Researches have found, however, that children do not think of relationships in terms of numbers and probably won't be upset by having a large network of relatives, both biological and step. According to Suzanne West, human development specialist for Cornell University Cooperative Extension, ‘Divorce doesn't really end a family, it rearranges it." The children's pain, fear and anxiety during divorce and remarriage can be eased by caring grandparents on all sides of the family.

What happens to grandparenting relationships in families of divorce and remarriage depends on many factors, but of major importance is the quality of the previous relationships between family members. Who has custody, where the children live geographically, and what other adults are important to the children, will greatly affect relationships too. With all of these complexities, grandparents and stepgrandparents may need courage, perseverance, and above all an attitude of acceptance, to build bridges of understanding in post-divorce families. As in all stepfamily relationships, grandparenting bonds may take a long time to build. Given time and creativity, however, expanded stepfamily networks that include many sets of grandparents can be a reality.

As eight-year-old Staci, who has three biological grandparents and four stepgrandparents, observed, "We're lucky we have lots of grandmas and grandpas." "Yeah," her five-year-old sister chimed in, ‘We're real lucky."

How Parents and Stepparents Can Help

Remember that although you need to separate from your former spouse, your children very much need to continue both parental and extended family relationships. Encourage your children to maintain close ties with their biological grandparents.

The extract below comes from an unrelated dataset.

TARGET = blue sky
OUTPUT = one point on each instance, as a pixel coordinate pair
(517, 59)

Be patient with your former in-laws and the parents of your partner's ex-spouse. Maintaining harmonious relationships is in the best interests of your children and stepchildren. Recognize that grandparents and stepgrandparents need time to adjust to family changes that have occurred.

Think of stepgrandparents as expanding the family network not as replacements for the original family. Your family can benefit enormously by numerous sets of loving grandparents.

Provide opportunities for ‘instant' stepgrandparents to get to know their new stepgrandchildren. They shouldn't be expected to accept - and even love - the children without having the chance to build relationships.

When possible, promote new relationships by encouraging your children and stepchildren to invite all their grandparents to special events and activities.